Ben, bu toplanıp dağılmalara ve Pazar günleri yapılan o mitinglere, "saman alevi gibi parlayıp sönen eylemler" diyor ve öyle parlayıp sönen eylemlerle Türkiye’nin ve rejimin kurtarılamayacağına dikkatleri çekiyordum. Nitekim bugün benim söylediğim noktaya gelinmiş bulunuyor.
YENİ BİR IŞIK OLDULAR
Türkiye’nin kurtuluşu için yeni bir ışık belirmiştir. Türk ulusu bu ışığa sıkı sıkı sarılmalı, herkes bütün gücüyle destek vermeli ve Türkiye’yi faşizmden kurtarmalıdır. Kastettiğim ışığı TEKEL işçileri yakmıştır. TEKEL işçilerinin 14 Aralık 2009’da başlattıkları eylem sadece özlük haklarını, ekmeklerini Cumhuriyetin kazanımlarından olan işyerlerini koruma ve 4C’ye karşı direnme eylemi olmaktan çıkmış, ülkemizin bölünmez bütünlüğünü, üniter yapısını, hukukun üstünlüğünü, Atatürk devrimlerini koruma, Cumhuriyeti ve ülkemizin bağımsızlığını savunma, vahşi kapitalizme, ülkemizi bölüp parçalamak isteyen emperyalizme karşı direnme eylemine dönüşmüştür.

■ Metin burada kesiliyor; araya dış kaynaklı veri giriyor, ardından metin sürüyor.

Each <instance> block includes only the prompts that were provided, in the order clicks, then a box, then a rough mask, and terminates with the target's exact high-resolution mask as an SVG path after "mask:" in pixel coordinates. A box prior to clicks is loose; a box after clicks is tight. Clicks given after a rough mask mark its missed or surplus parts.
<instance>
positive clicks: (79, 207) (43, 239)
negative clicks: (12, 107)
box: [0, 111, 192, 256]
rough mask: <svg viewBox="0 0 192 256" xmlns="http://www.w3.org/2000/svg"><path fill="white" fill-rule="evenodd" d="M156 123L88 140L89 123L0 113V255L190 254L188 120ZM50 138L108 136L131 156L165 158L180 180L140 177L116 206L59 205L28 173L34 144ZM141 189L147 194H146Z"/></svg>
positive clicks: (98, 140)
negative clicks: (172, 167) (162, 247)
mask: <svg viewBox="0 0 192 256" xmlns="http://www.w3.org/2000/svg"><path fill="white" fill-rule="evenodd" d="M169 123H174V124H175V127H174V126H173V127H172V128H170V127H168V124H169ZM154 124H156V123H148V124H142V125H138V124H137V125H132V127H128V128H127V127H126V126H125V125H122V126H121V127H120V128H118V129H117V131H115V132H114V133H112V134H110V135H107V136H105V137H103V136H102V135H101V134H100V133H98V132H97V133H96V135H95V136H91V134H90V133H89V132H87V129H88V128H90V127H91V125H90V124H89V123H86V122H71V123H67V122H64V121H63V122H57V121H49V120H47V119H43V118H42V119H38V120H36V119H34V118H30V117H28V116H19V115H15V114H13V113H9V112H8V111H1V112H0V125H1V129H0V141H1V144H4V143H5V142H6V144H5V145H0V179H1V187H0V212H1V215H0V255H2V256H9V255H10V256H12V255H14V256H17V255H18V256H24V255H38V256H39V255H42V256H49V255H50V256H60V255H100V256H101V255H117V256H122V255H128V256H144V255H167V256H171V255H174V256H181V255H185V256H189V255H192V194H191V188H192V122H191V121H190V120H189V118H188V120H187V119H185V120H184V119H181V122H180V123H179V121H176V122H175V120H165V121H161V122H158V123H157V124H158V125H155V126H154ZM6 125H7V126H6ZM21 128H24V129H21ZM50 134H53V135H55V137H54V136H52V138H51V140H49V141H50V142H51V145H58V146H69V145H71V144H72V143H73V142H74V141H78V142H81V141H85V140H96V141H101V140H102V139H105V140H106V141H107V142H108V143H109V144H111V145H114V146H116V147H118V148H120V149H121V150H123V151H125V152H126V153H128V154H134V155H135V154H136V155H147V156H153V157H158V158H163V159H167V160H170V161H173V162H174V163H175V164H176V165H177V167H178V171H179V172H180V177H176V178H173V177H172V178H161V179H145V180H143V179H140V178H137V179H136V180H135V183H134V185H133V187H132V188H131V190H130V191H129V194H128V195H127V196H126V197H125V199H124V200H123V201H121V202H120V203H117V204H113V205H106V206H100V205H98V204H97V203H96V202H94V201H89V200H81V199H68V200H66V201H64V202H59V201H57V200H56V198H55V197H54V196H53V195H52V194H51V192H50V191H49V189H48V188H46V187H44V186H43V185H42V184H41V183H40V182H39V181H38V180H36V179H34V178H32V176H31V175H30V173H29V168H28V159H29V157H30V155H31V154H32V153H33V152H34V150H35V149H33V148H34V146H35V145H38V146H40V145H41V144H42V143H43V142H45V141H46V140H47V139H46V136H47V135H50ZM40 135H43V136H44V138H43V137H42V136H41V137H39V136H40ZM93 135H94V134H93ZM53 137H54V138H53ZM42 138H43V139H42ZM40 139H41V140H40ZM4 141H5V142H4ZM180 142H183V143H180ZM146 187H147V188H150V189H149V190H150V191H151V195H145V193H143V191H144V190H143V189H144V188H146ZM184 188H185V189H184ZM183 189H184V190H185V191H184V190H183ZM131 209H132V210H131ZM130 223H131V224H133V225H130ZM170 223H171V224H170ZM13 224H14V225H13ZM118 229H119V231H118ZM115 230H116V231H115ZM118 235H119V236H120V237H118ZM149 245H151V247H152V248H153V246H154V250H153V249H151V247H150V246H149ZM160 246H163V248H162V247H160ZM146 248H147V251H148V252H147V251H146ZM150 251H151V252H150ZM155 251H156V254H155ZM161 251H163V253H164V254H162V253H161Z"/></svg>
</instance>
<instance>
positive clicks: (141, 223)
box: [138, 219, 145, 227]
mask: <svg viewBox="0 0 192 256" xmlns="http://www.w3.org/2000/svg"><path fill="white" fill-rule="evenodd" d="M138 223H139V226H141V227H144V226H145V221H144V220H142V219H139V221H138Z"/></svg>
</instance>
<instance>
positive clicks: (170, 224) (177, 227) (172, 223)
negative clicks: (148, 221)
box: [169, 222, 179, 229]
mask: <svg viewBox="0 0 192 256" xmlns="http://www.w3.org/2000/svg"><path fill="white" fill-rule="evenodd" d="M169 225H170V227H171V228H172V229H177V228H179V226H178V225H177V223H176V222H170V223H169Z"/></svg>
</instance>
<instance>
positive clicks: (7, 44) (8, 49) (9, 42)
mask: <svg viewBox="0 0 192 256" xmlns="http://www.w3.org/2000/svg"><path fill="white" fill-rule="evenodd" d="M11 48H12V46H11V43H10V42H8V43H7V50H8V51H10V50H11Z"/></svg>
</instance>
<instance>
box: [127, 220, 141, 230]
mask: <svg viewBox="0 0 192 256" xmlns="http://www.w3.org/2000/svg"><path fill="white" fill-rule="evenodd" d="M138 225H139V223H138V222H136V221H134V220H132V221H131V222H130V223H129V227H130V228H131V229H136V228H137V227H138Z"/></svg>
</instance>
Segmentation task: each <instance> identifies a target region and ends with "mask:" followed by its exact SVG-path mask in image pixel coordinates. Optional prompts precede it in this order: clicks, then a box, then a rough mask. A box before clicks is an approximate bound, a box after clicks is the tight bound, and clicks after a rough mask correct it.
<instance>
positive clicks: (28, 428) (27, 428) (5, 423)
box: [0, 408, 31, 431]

TEKEL işçileri Türkiye’yi birleştiriyor. Vanlısından İzmirlisine, Kahtalısından Trabzonlusuna, Malatyalısından Samsunlusuna, Tokatlısına, Edirnelisine; yurdumuzun kuzeyinden güneyine, doğusundan batısına tüm insanlarımız birleşmiş, Türkiye’yi savunmaktadırlar. Bu ortak mücadelede tek hedefleri, emperyalizm, vahşi kapitalizm ve onların işbirlikçileridir. Bu mücadele sırasında hiç kimse kimseye, "sen Kürt müsün Türk müsün? Alevi misin Sünni misin?" diye sormuyor, tek yürek halinde "kurtuluş yok tek başına, ya hep beraber, ya hiç birimiz" diye haykırıyorlar. Bundan daha güzel bir birliktelik olabilir mi? Ellerinde yalnızca Türk bayrakları ile "ölmek var, dönmek yok" diyorlar.
EMEĞİN TARİHİNE GEÇTİ
TEKEL işçilerinin direnişi, dünya işçi tarihine, dünya grevler tarihine, dünya emekçilerinin direniş tarihine altın harflerle geçmiştir ve artık bir vatan savunmasına dönüşmüştür. Vatanı olmayanın namusunun da olmayacağını bilmektedirler. Bu onurlu ve yürekli mücadeleleri ile tüm ulusumuza öncülük etmektedirler. Vatanını, namusunu korumak isteyenler bu onurlu mücadeleye destek vermelidirler.